A big part of what universities do is research. A big part of what we do is to help researchers tell others about that research. Sometimes that’s through digital stories, sometimes through social media and sometimes through a good old fashioned website.
There’s a system for that
I was recently approached by a researcher asking for help creating a website for their project. As is often the case, they’d tried to create it themselves using institutional systems and found they weren’t as easy to use as they’d hoped. In such cases, our first approach is usually to help them work with those institutional systems. Sometimes though, they just aren’t the best solution.
They wanted a site for a research network based across lots of countries with contributing authors from many different institutions. As such, they’d found using one institutional CMS problematic for political reasons as much as technical ones. After a initial meeting, I suggested WordPress might be the way forward. They were keen to try and after some initial paranoia over my possible bias towards WordPress (“If all you have is a hammer, everything looks like a nail”) I decided it really was a good fit for what they needed.

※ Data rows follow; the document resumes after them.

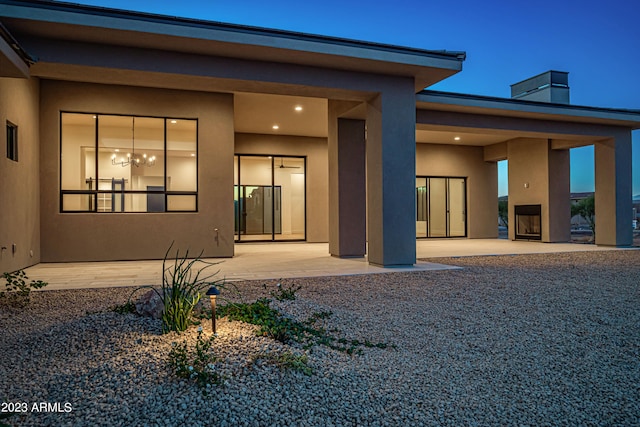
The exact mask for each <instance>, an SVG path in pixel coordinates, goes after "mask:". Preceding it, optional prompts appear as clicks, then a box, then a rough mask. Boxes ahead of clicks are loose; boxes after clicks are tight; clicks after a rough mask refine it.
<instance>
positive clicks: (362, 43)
mask: <svg viewBox="0 0 640 427" xmlns="http://www.w3.org/2000/svg"><path fill="white" fill-rule="evenodd" d="M0 20H1V21H2V22H3V23H4V24H5V25H6V27H7V28H9V30H10V31H11V32H12V33H13V34H14V35H15V36H16V38H18V40H20V38H21V37H26V38H29V37H36V38H42V39H48V40H54V39H55V40H64V41H77V42H83V43H94V44H103V45H115V46H125V47H136V48H145V49H152V50H163V51H173V52H179V53H189V54H197V55H207V56H217V57H227V58H237V59H250V60H254V61H268V62H275V63H286V64H296V65H305V66H313V67H320V68H330V69H335V70H346V71H355V72H366V73H374V74H381V75H393V76H404V77H413V78H414V79H415V86H416V91H419V90H421V89H423V88H424V87H427V86H430V85H432V84H434V83H436V82H438V81H441V80H443V79H445V78H447V77H449V76H451V75H453V74H455V73H457V72H459V71H460V70H461V69H462V62H463V61H464V59H465V54H464V53H463V52H447V51H433V50H423V49H414V48H406V47H399V46H392V45H385V44H377V43H369V42H362V41H355V40H348V39H341V38H335V37H324V36H317V35H310V34H303V33H296V32H288V31H280V30H270V29H264V28H256V27H248V26H241V25H233V24H224V23H217V22H209V21H202V20H195V19H186V18H176V17H168V16H161V15H154V14H147V13H138V12H129V11H122V10H116V9H107V8H99V7H91V6H83V5H77V4H71V3H62V2H52V1H45V0H19V1H18V0H0ZM31 53H34V54H36V55H38V52H31ZM41 66H42V65H41Z"/></svg>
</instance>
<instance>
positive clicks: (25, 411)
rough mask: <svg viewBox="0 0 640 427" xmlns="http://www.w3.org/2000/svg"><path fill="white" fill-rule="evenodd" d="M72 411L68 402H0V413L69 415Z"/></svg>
mask: <svg viewBox="0 0 640 427" xmlns="http://www.w3.org/2000/svg"><path fill="white" fill-rule="evenodd" d="M71 411H73V405H72V404H71V403H69V402H33V403H28V402H2V403H0V413H5V414H6V413H10V414H19V413H28V412H48V413H50V412H58V413H65V412H66V413H69V412H71Z"/></svg>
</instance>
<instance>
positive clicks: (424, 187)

Site specification: we want a nice site
One of the problems with web design is agreeing what the client actually wants – in detail. The spec for the site when we first talked was roughly: “We want a site that looks nice, uses lots of images, has content in English, Spanish & Portugeuse and makes it easy for us to add and edit content.”
It took a lot of discussion and a few quick prototypes to refine that to something I could start to build. While I’m sure this approach frustrates clients, I think it is vital to avoid “mistakes” that become harder to fix once you’ve built them into the actual site. I’m also fairly relaxed about them having design input. It isn’t my strength, so I’m happy when I get help (which is often volunteered by our resident designer, Hanna).
Getting it built
Spoiler alert: This is the site
Here’s a bit more detail on how it works.

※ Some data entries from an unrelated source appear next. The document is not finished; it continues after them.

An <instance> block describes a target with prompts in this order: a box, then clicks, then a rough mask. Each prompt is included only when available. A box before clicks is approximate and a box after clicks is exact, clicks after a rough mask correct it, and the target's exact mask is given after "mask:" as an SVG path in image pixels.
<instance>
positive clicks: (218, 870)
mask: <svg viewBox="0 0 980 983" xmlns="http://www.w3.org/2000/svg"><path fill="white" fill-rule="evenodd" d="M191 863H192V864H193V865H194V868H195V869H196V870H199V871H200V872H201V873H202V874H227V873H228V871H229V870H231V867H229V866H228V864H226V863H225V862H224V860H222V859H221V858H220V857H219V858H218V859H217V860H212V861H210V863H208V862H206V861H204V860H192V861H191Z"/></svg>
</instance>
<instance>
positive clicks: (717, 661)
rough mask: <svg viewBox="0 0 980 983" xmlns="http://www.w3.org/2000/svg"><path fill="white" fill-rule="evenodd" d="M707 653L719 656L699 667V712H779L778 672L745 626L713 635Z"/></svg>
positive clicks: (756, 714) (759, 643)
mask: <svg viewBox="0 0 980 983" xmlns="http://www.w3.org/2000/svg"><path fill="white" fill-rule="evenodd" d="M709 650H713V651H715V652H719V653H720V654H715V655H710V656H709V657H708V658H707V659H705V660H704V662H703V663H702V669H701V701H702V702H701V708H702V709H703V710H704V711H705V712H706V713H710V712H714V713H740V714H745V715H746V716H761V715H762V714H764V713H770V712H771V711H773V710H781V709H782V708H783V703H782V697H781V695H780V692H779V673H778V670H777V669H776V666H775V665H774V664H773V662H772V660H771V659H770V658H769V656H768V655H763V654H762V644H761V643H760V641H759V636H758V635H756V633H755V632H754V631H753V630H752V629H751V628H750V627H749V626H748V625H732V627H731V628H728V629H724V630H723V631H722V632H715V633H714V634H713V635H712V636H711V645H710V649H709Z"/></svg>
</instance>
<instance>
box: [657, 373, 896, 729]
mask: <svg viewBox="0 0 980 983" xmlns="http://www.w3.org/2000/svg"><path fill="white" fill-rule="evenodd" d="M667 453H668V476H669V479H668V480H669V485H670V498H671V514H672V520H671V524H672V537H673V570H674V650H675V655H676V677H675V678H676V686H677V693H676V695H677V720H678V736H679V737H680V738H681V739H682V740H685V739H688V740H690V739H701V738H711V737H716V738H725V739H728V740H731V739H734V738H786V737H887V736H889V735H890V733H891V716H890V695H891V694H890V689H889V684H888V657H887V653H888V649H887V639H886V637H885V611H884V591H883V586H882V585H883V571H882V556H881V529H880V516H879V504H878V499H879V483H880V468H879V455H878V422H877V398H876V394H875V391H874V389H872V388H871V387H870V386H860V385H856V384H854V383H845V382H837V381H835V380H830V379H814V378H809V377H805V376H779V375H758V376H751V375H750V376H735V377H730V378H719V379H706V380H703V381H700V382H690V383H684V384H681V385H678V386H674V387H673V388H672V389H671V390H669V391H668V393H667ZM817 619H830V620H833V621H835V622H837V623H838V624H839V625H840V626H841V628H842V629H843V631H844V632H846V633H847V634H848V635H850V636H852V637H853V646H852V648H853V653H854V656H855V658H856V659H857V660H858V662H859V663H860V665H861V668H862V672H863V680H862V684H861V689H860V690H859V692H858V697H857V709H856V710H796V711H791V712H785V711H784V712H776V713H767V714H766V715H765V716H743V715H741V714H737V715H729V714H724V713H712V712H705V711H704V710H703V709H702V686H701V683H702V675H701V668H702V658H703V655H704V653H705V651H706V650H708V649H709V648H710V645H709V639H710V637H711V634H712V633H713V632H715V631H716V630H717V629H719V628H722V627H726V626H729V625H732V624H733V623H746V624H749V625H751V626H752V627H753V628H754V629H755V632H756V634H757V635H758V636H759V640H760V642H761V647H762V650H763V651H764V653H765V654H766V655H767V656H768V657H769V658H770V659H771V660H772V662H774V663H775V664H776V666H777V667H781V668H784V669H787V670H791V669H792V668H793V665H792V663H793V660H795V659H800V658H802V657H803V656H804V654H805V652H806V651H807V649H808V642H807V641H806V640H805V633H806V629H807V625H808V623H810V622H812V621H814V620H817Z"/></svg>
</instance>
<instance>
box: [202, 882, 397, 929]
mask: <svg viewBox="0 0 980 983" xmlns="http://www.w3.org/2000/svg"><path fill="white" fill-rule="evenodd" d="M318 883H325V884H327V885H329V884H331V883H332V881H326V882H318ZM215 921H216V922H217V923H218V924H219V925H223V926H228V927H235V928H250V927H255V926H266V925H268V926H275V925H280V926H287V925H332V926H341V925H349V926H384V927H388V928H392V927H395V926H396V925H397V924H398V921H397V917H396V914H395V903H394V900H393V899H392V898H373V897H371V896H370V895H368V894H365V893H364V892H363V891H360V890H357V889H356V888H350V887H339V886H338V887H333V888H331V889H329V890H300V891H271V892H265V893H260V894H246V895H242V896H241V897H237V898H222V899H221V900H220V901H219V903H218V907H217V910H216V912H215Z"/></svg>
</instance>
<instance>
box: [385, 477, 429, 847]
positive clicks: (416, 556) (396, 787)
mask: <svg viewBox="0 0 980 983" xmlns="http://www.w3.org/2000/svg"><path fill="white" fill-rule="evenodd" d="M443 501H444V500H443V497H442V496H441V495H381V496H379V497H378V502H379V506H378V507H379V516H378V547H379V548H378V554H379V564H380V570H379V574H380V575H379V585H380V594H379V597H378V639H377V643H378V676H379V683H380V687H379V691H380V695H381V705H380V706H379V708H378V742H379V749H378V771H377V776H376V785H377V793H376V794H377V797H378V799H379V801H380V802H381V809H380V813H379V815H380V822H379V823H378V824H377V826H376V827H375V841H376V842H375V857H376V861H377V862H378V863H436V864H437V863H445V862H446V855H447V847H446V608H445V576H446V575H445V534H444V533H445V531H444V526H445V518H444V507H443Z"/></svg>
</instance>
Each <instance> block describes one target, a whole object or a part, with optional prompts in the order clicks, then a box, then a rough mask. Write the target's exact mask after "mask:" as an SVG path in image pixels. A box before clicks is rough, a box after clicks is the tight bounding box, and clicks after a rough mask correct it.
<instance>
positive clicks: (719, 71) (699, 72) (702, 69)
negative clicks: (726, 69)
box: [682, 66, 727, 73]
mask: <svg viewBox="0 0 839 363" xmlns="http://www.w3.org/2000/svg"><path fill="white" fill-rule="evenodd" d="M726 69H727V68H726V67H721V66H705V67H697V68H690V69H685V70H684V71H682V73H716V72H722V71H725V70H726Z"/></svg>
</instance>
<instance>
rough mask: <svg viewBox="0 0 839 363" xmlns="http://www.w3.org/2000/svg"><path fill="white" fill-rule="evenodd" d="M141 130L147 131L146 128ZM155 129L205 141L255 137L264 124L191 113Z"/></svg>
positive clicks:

The site is a hosted WordPress (multisite) network installation with a custom theme that was adapted from their previous site. It’s based on the TwentyTwelve theme which I know pretty well and which provides a flexible framework for designing clean sites that work well on desktop and mobile.
I created sub-sites to host versions of the site in Spanish and Portugese, using the Multilingual Press plugin to link page/post translations. Once set up, this adds an extra “Translate this post” box to posts which when ticked, automatically creates a copy of the post on linked sites. So, when I create a post in English, it is easy to create and enter content in Spanish and Portuguese too.
(OK, it was easy as they gave me the translations. Sadly, I don’t speak either of those languages.)
As an aside, it is also fairly simple to set the entire WordPress dashboard to use an alternative language.
I also added a “custom post type” for creating project newsletters. That adapts the built-in post/page mechanism to use language specific to newsletters. It might seem a trivial change, but it reduces the need for content creators to do the translation from “post to newsletter” in their heads. It also allowed me to make custom templates to display the newsletter content type in a different way. In this case, the latest newsletter featured in large at the top of the page with past newsletters shown as an archive below.
Handing the site over
What really impressed me was how quickly people in the research group took over adding and editing content, changing menu structures and adding plugins to add new functionality. I like to think WordPress really is as intuitive as I think it is, but this is a view from someone who uses it a lot. Feedback from the client of “I can’t believe how easy this is!” helps validate that belief. The increasing number of requests for custom sites for research groups on the Jisc Involve blog network I manage seems to back this up too.
I’m not claiming WordPress is the right CMS for all research groups or that is it always better than other instiutional systems, rather that sometimes it is the right solution and we should support people in using the best tools for the job.